Natürlich spielen auch die Sprache der Verkündigung, der Kirchenraum, die Möglichkeiten gemeinsamen Essens, die gute Begrüßung, das lebendige Gestalten des Ablaufs, die Art wie wir beten und vor allem, ob wir damit rechnen, dass der Heilige Geist Neues bewirken kann, eine Rolle. Aber die „passende“ Musik ist der entscheidende Schlüssel zum Herzen der Menschen. Nichts spricht so stark die Beziehungsebene an, wie die Musik. Wenn sie stimmt, haben Sie schon viele Hindernisse aus dem Weg geräumt. Deshalb müssen Sie sich radikal fragen, wollen wir den Menschen einen Zugang zu alten Kirchenliedern geben und vergangene liturgische Stücke einfach wiederholen oder wollen wir dem Evangelium die Chance geben, Menschen glücklich zu machen. Auch wenn Sie bisher dachten, dass man das irgendwie schaffen könne, beides miteinander zu verbinden, glauben Sie mir, das endet in einer musealen Betreuungskirche, die keinen Zugang mehr zur Gegenwart hat. Je früher Sie von diesem Weg umkehren zu einer auf Zukunft angelegten Gemeindearbeit, je besser für Ihre Ortsgemeinde.
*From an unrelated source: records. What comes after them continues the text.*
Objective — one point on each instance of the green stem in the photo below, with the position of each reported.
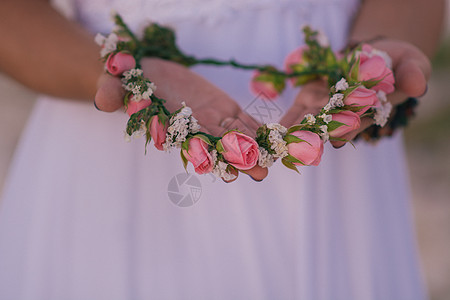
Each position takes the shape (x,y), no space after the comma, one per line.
(119,22)
(267,69)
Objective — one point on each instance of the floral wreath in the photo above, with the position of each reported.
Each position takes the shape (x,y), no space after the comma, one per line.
(359,81)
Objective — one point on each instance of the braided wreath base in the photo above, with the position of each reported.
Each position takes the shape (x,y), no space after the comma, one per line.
(358,82)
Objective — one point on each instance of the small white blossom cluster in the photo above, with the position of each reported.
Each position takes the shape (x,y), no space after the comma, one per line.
(220,168)
(310,119)
(180,126)
(324,133)
(337,100)
(324,128)
(265,159)
(278,144)
(133,81)
(383,110)
(341,85)
(137,134)
(108,43)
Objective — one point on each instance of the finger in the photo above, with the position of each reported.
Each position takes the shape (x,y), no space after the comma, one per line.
(235,123)
(411,77)
(109,96)
(257,173)
(365,123)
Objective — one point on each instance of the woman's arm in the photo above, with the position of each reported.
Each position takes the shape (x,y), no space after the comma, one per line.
(46,52)
(52,55)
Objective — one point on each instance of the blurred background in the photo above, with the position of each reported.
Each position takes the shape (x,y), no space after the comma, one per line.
(428,152)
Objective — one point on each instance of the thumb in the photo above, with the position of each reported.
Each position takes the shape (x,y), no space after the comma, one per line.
(411,76)
(109,96)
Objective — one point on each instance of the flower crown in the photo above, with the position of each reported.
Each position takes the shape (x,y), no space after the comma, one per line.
(359,81)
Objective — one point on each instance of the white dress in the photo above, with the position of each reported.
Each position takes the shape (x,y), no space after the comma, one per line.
(87,216)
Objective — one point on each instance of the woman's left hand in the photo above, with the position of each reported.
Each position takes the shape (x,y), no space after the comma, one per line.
(412,70)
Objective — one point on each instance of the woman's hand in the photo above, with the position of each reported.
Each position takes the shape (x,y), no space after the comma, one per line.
(411,68)
(212,107)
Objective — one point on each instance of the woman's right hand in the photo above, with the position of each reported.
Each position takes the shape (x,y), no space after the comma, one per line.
(212,107)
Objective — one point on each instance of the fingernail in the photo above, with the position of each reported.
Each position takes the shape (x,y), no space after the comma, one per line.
(338,147)
(426,90)
(96,107)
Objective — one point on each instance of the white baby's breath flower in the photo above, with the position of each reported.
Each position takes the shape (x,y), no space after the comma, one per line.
(382,96)
(310,119)
(326,118)
(99,39)
(180,126)
(265,159)
(324,133)
(278,144)
(194,127)
(341,85)
(328,107)
(382,113)
(278,127)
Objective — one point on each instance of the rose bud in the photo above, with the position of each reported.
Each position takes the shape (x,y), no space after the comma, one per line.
(308,152)
(199,156)
(267,88)
(120,62)
(294,58)
(135,106)
(158,131)
(362,97)
(241,151)
(374,67)
(350,120)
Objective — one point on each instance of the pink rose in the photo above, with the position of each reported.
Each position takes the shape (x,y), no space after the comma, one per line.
(351,121)
(265,87)
(373,67)
(120,62)
(308,152)
(241,151)
(158,132)
(199,156)
(362,97)
(134,106)
(294,58)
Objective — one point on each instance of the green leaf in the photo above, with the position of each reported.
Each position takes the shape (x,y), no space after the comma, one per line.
(203,138)
(148,138)
(293,159)
(185,145)
(355,70)
(219,147)
(289,138)
(289,165)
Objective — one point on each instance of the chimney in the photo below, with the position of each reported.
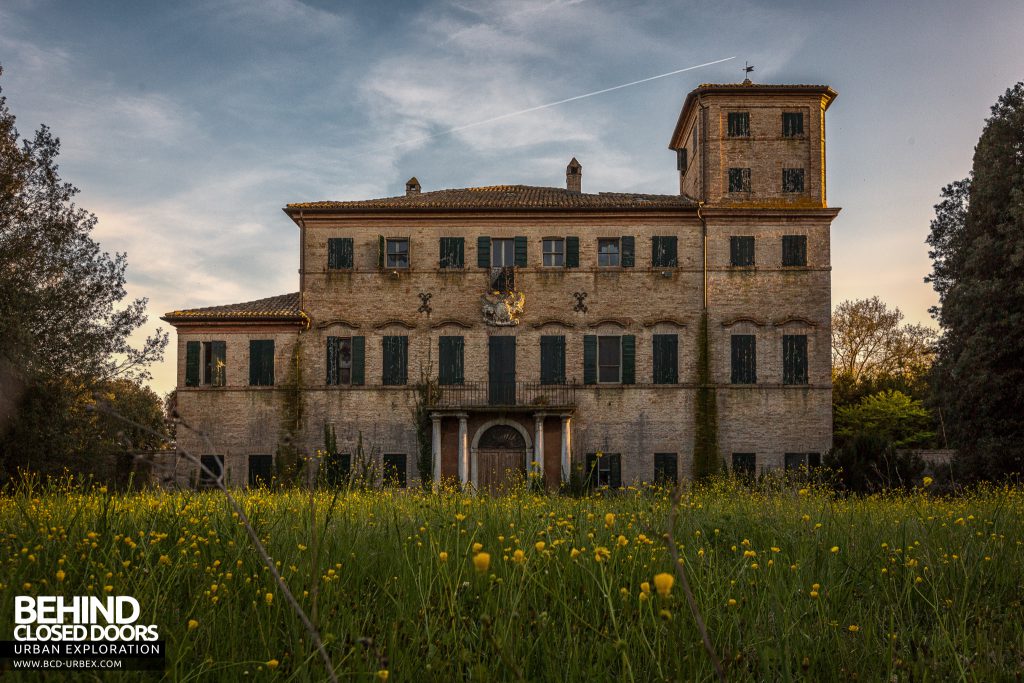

Wir sind hier am Knackpunkt, faule Kompromisse haben keinen Bestand, wenn Sie wirkliche Veränderung wollen. Aber natürlich können Sie sich auch außerhalb der normalen Gottesdienststruktur ein „Gärtchen“ anlegen, das ein zartes Pflänzchen der Erneuerung blühen lässt. Das kann ein erster Schritt sein, aber machen Sie schnell die nächsten Schritte, sonst bleibt alles beim Alten. Die neuen Lieder, die neue Liturgie, sie muss in den Gottesdienstalltag, das neue Denken der Beteiligung, das geistliche und leibliche sich Sorgen um die Menschen Ihrer Gemeinde muss in einer aktiven Gottesdienstgruppe zum Ausdruck kommen. Das ist der Weg in die Zukunft.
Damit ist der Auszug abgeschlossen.